“太子殿下,我这就回府,探一探祖父的口风,如若祖父是支持太子的,祖父定会进宫求见皇上,皇上驾崩一事,定然不能再瞒下去。”
仇北闵神色坚定地说,知道祖父关心朝政,如果皇上真的驾崩了,祖父不会不出面。
“如果临江侯与武阳侯一起进宫,胜算会更大。”
站在一旁的顾见行提议,母族容家势微,他对容家不抱任何希望,听说容家与辅国公结了亲,他对容家更是无比失望。
仇北闵点头赞同,似乎有些明悟,他与顾见行都不赞成太子在这个时候进宫。
“好,孤现在就命人去给临江侯报丧,顺带点一点临江侯,告诉他接下来该如何行事。
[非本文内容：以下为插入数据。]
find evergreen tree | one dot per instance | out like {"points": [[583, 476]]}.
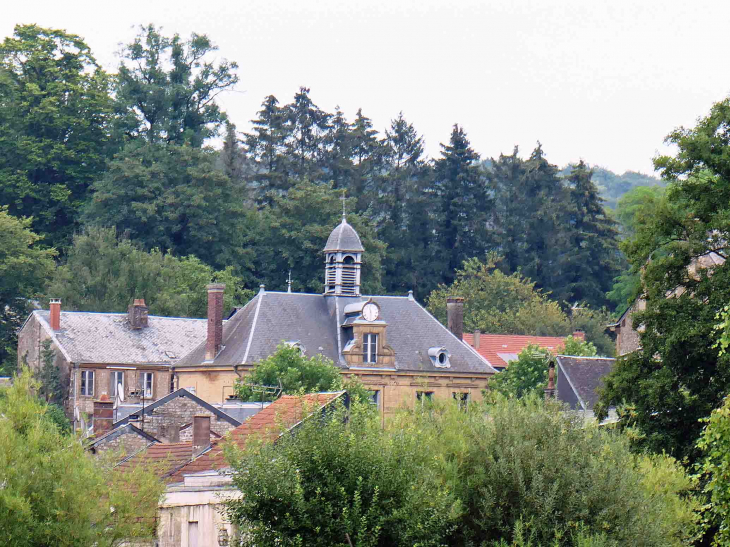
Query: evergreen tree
{"points": [[266, 145], [55, 110], [594, 258], [461, 191]]}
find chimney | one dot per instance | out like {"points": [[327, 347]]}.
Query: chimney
{"points": [[201, 434], [455, 315], [103, 415], [550, 389], [137, 314], [215, 320], [55, 314]]}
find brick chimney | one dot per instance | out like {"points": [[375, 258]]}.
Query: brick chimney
{"points": [[103, 415], [455, 315], [55, 314], [215, 320], [201, 434], [137, 314]]}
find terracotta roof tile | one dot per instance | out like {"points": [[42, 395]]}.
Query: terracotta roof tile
{"points": [[509, 345]]}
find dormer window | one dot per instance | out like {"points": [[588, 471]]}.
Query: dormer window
{"points": [[370, 348], [439, 357]]}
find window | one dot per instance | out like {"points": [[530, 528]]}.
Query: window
{"points": [[147, 384], [462, 398], [370, 348], [117, 380], [87, 383]]}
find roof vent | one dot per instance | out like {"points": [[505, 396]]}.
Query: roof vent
{"points": [[439, 357]]}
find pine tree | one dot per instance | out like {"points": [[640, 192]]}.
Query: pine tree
{"points": [[461, 190]]}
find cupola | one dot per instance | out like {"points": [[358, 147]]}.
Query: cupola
{"points": [[343, 258]]}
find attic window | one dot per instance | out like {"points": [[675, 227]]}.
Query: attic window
{"points": [[439, 357]]}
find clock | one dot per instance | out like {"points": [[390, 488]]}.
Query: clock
{"points": [[370, 311]]}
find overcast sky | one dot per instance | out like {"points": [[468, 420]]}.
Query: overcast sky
{"points": [[600, 80]]}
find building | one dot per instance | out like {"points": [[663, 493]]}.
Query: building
{"points": [[199, 479], [500, 349], [391, 343], [98, 352]]}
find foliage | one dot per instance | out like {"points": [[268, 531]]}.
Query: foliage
{"points": [[524, 376], [714, 442], [24, 267], [166, 88], [529, 461], [55, 110], [680, 375], [53, 492], [50, 388], [104, 272], [341, 481], [173, 198], [499, 304], [292, 371]]}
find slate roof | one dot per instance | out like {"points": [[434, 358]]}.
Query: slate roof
{"points": [[580, 377], [344, 238], [500, 349], [315, 321], [87, 337], [150, 408], [286, 412]]}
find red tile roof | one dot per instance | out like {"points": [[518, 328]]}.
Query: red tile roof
{"points": [[492, 345]]}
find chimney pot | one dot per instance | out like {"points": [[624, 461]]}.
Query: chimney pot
{"points": [[103, 415], [201, 434], [215, 320], [55, 306], [137, 314], [455, 315]]}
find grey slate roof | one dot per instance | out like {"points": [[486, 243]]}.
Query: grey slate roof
{"points": [[344, 238], [313, 320], [580, 377], [87, 337]]}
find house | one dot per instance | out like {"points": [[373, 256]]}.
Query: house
{"points": [[198, 477], [579, 379], [391, 343], [500, 349], [98, 352]]}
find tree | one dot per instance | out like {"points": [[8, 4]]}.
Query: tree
{"points": [[172, 198], [166, 89], [594, 259], [461, 192], [340, 481], [500, 304], [24, 268], [291, 371], [104, 272], [682, 377], [55, 111], [54, 493]]}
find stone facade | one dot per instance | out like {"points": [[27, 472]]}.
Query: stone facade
{"points": [[165, 421]]}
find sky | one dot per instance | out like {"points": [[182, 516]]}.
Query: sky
{"points": [[602, 81]]}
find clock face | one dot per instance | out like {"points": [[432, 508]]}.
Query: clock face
{"points": [[370, 311]]}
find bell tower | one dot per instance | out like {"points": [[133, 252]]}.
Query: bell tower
{"points": [[343, 259]]}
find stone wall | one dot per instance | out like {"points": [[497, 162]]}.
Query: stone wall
{"points": [[165, 421]]}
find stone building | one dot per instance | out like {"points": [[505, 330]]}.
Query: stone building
{"points": [[396, 347], [98, 352]]}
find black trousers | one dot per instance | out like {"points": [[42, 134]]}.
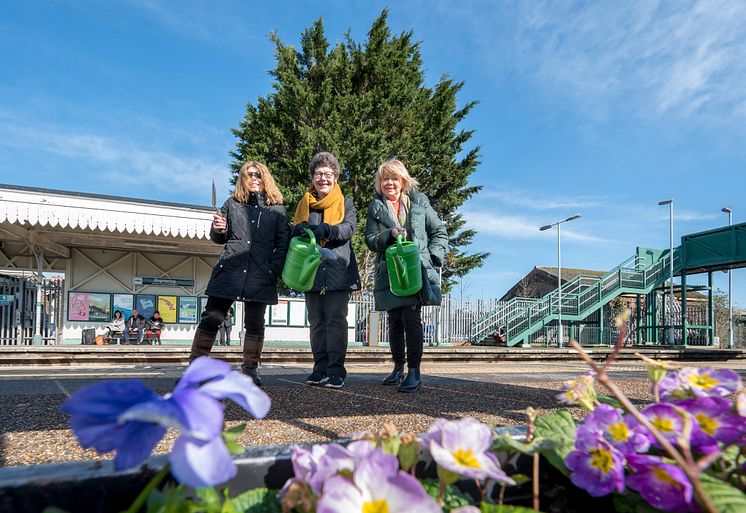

”
崔侧妃被杀手杀害,这么重要的事情,必须要让临江侯知道。
顾见礼这个时候肯定不会进宫,连进宫试探的意思都没有,就当什么都不知道,闷头过日子。
仇北闵离开后,顾见礼思来想去,又派人去谢太傅府报喜,顺便提一提昨晚太子府被杀手围攻一事,谢太傅知道此事,一定也会进宫。
顾见礼把他能动员的势力都动员起来,让他们去皇宫试探,看一看皇上到底是否驾崩?
他不可能在这个时候进宫,那是自投罗网。
皇宫。
“什么?人没死,一群废物!”
皇后气得咬碎了一口银牙,那可是长兴伯府豢养的所有杀手,投入了巨大的人力和财力,耗费了十年的功夫,就这么没了?
这样的损失,皇后和长兴伯都承受不住,同时也心惊,太子即便没有裕隆长公主的助力,他的实力竟然到了如此可怕的地步。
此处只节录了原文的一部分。